Así iban amarrando sobre el techo la palma, untando después la cumbrera con cebo de paujiles.
Logrado todo esto, dijo La Lluvia:
– Ahora ya saben hacer y techar las casas. Las harán siempre para toda la familia que tenga una pareja.
Y ordenó a todos entrar en la cabaña recién construida, se elevó al cielo y pronto empezó un tremendo aguacero.
Llovió durante varios días seguidos, hasta nuevamente hacer crecer las quebradas, las lagunas y los ríos.
14. Así
cuentan
Así cuentan los abuelos en torno a la hoguera.
De cómo el Día se enojó con La Lluvia y después tuvo que dar muerte a La Boa Negra.
Sólo así también aprendimos a construir nuestras casas, desde aquellos lejanos tiempos.
Esta, en la cual vivo, fue hecha después por mis padres.

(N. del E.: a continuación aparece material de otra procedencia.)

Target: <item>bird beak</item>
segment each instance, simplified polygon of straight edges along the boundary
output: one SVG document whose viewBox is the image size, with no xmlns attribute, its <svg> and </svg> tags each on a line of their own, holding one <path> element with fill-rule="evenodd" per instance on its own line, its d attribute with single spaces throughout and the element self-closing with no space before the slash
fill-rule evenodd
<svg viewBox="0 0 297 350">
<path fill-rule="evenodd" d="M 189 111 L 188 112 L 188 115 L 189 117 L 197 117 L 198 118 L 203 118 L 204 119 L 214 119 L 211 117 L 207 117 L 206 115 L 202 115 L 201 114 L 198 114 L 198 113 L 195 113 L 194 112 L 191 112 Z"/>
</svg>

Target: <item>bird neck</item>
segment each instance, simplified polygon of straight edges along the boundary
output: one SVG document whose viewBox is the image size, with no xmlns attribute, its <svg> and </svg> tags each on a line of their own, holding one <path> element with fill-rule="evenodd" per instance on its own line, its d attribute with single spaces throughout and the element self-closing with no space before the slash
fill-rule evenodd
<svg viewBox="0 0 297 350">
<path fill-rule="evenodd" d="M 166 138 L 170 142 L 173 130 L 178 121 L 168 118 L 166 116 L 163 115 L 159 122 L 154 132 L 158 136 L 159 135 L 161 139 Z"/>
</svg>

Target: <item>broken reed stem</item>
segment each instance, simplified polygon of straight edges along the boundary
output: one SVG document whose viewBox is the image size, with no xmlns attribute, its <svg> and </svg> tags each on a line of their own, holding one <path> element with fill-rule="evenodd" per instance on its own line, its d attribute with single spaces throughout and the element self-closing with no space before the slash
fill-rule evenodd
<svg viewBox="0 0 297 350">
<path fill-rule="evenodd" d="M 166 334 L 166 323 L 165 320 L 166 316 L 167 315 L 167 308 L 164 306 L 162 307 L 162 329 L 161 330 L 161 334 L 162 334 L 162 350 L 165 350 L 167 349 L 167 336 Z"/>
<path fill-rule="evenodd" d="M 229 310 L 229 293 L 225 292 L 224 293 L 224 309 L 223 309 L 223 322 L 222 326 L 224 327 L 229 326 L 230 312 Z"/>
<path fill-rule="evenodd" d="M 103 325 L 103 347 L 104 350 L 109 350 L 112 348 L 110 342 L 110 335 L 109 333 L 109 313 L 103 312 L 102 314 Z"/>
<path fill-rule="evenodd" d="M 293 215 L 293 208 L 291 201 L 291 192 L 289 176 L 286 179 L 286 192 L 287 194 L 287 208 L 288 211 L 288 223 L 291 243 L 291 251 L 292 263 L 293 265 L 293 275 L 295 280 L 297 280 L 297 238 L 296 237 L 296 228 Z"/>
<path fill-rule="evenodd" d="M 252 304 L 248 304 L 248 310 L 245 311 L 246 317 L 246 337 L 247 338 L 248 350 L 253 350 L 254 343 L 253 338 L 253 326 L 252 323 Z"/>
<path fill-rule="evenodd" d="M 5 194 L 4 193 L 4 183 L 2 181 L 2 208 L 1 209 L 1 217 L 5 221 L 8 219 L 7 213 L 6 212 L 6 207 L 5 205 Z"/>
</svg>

Se levanta sobre recios horcones.
Bajo su techo abrigado no penetra el agua, pese a que vivimos bajo el fragor de su caída.
En
las noches, con los ojos abiertos dentro de nuestros mosquiteros,
escuchamos al cielo derramar sus tinajas sobre el frágil techo de palma.
15. El trueno
y el relámpago
Escuchamos el tupido rumor de las gotas en las hojas.
Y sobre el río, a la orilla del cual se levanta nuestra morada, el tenue aleteo de las garzas.
Nuestro cuerpo entero se extiende entonces sobre la tierra empapada.
Nuestro ser abarca los árboles de pie y los árboles caídos, envuelve las zarzas, la tierra renegrida o colorada.
Nuestro corazón se funde con el trueno y el relámpago.
Pero, ¿cómo, al otro día, nuestra casa permanece todavía?
¿Y más bien luce luminosa y como florecida?
Es que es hechura de la lluvia.
Intimidad entre dos espejos: el cielo y el río.